Best way to structure history table with large amount of data

Question

Best way to structure history table with large amount of data

Asked 9 years, 2 months ago

Viewed 842 times

3

Functional requirement

I own devices. Each device roughly has its unique identifier, an IP address, and a type.

I have a routine of pings for every device that has an ip address. This routine is nothing more than a C#executable, which runs every 3 minutes and tries to drip such IP address from the device.

The result of ping i need to store in the database as well as the date of the check (independent of the result of the ping).

Technical Part:

Supposing that my process of ping and bank structuring be ready from the day 01/06/2016, I need to do two things:

Daily extraction (which is a fed table)
Real-time extraction (last 24 hours)

Both must return to me the same thing:

Devices that have been unavailable for more than 24 hours.
Devices that have been unavailable for more than 7 days.

Unavailable means the device which, when dripping, did not respond to the ping.

Available means the device which, upon being dripped, ping successfully.

What I have today and works very badly:

A table historico_disponibilidade, with the following structure:

create table historico_disponibilidade (id_dispositivo number, respondeu number, data date);

This table has a large amount of data (today it has 60 million, but the trend is to grow exponentially)

The questions:

How to achieve such goals without bumping into problems of slowness in queries?
How to create a table(s) structure that is prepared to receive millions/billions of records within my corporate universe?

I worked on a system where a single table had 40gigas of data (BD Oracle), the Selects on it was as fast as a smaller table, because it used the correct indexes. The structure of this table is good, you did not put the indexes, but if the id_device is the key and you want to get a range of dates there then you will have performance problems. If in your environment you can simulate such a large table in homologation is worth it for you to have the experience of how it worked.

– Ricardo

2016/05/24 at 15:03
@Ricardo, where do you think the index should exist? Yes, I need to pick up by a range of dates and one by id_device as well.

– Marllon Nasser

2016/05/24 at 15:16
So, in the log tables that I used we only had an index on the date of the record, nothing else, the index is a new table with that column, it takes space, and there are many, many tables. The selects in the log were always run with a date to use the index. In maintenance was run about 10 logs a day, it was not much, I think it will depend on how much space you can have and how many queries you saw want, I think an index on the date would solve in your case. This data will be displayed on screen for user?

– Ricardo

2016/05/24 at 15:57

1 answer

Browser other questions tagged database oracle modeling optimizing

You are not signed in. Login or sign up in order to post.

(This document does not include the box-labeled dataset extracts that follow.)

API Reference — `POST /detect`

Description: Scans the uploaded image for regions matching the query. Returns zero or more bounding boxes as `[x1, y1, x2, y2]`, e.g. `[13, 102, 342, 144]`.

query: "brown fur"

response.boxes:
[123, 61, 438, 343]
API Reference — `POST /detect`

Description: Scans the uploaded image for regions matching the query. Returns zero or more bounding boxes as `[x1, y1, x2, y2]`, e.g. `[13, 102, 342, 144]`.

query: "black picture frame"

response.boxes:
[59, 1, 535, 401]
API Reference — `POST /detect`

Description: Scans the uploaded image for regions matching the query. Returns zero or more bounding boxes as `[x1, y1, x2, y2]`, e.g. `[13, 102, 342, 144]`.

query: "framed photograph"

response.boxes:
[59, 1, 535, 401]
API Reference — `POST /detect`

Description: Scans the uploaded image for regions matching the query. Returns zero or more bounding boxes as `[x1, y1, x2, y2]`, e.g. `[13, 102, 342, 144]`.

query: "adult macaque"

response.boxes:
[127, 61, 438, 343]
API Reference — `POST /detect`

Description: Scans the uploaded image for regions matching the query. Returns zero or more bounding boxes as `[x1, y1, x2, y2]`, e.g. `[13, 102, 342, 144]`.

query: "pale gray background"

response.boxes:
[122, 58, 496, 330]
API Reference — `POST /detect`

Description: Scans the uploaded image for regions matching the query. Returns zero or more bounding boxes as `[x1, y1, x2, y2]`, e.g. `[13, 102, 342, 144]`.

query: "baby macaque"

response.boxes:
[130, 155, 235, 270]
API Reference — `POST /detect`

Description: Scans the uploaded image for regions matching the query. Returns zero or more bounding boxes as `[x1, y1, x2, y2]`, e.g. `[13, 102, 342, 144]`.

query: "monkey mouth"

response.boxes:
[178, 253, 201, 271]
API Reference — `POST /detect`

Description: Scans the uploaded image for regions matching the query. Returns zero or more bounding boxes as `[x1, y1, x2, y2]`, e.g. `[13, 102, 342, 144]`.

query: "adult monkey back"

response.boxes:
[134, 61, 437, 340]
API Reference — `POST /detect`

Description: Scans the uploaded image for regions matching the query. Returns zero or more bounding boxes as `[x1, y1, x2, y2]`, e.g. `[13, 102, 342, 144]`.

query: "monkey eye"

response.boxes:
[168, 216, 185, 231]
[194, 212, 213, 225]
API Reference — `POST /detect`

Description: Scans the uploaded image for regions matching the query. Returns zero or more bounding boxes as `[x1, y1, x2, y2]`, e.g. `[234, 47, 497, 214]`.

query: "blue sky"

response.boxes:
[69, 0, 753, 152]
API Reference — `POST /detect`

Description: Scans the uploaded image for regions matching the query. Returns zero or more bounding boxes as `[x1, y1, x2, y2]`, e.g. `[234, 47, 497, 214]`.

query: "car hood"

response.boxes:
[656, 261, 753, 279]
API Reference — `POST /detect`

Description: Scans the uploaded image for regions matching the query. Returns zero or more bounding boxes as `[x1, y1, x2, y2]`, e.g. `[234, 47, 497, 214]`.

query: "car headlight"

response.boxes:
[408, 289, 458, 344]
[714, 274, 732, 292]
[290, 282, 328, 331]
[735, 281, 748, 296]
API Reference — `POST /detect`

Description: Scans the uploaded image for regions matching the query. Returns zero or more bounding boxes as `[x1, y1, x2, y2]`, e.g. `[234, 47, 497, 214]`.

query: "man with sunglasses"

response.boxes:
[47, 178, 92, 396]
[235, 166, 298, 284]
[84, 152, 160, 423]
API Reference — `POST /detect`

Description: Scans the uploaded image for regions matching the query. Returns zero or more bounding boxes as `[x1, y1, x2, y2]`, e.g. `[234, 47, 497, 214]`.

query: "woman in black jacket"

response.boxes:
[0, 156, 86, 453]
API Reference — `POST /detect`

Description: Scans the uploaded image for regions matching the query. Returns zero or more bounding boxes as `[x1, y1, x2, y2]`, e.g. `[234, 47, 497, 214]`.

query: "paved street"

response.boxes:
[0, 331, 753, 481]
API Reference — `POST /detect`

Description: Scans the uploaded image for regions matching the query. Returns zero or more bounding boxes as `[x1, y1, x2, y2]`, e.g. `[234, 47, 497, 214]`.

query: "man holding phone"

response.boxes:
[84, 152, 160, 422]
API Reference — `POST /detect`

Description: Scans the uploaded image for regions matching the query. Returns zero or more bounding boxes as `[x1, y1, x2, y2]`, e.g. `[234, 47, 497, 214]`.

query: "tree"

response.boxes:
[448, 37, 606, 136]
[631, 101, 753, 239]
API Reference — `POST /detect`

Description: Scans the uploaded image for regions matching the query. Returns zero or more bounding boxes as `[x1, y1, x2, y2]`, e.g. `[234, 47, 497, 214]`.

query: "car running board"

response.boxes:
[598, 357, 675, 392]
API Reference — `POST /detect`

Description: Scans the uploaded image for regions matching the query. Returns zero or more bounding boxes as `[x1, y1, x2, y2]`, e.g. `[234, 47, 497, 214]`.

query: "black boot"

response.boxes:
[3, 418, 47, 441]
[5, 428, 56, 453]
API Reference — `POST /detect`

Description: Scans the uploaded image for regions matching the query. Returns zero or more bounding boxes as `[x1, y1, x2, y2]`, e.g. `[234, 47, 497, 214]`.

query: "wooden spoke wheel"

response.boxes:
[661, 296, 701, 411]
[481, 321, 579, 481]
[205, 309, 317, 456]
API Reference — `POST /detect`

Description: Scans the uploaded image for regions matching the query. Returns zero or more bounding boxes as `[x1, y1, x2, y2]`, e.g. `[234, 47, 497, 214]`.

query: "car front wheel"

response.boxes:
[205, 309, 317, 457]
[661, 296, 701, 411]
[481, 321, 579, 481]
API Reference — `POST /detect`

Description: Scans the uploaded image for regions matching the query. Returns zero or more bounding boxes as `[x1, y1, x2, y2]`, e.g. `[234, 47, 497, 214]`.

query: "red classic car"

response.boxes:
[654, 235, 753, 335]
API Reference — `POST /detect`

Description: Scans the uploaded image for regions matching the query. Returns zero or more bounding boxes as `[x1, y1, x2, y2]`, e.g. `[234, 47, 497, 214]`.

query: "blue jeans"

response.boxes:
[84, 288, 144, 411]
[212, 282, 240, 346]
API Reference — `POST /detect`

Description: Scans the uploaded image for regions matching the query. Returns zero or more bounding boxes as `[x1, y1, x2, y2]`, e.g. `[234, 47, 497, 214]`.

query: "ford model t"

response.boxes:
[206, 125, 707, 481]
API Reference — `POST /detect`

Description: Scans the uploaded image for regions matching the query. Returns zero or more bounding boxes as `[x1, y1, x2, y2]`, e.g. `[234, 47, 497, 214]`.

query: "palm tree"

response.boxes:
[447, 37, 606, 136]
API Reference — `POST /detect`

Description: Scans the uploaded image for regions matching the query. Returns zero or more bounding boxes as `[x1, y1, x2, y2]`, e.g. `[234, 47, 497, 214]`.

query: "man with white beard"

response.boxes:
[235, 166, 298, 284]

by Maniero • **444,682** points · Answer 1 · 2016-05-24T14:43:28+00:00

The problem does not seem to be exponential or polynomial. There are some that are, there would not be much to do. If there is an exponential or polynomial implementation, you have to solve it, but the question does not make it clear how it is being done, it seems to me that it is not even the case.

The volume of rows in a table should affect very little the performance of darlings, as long as it has the necessary indexes and the queries themselves do not do very weird things.

Even if it does, the solution would be to erase the data you no longer need. If you need to keep the data for historical purposes only and no longer need to keep queries in the old data (at least not often) the solution is to have an auxiliary table that would function as a dead file. There would be a transfer from the normal table to the dead file. Apparently you only need to keep the last 7 days. I don’t think I need to say that this transfer can be automated. It is possible to use ranges of data to partition the tables, but I don’t know how this works on Oracle.

All the good databases in the market, especially Oracle, are prepared to work with billions of lines without problems. If you have a specific problem in a query and you’re not finding a solution (probably with content) so post a specific question.

Note that the table is so simple that it has nothing to simplify. Unless you have hidden things in the question.

I wonder if the whole routine is wrong. It seems strange to me to do what is being done, I think is the right solution to the wrong problem, but I will not get into the merit.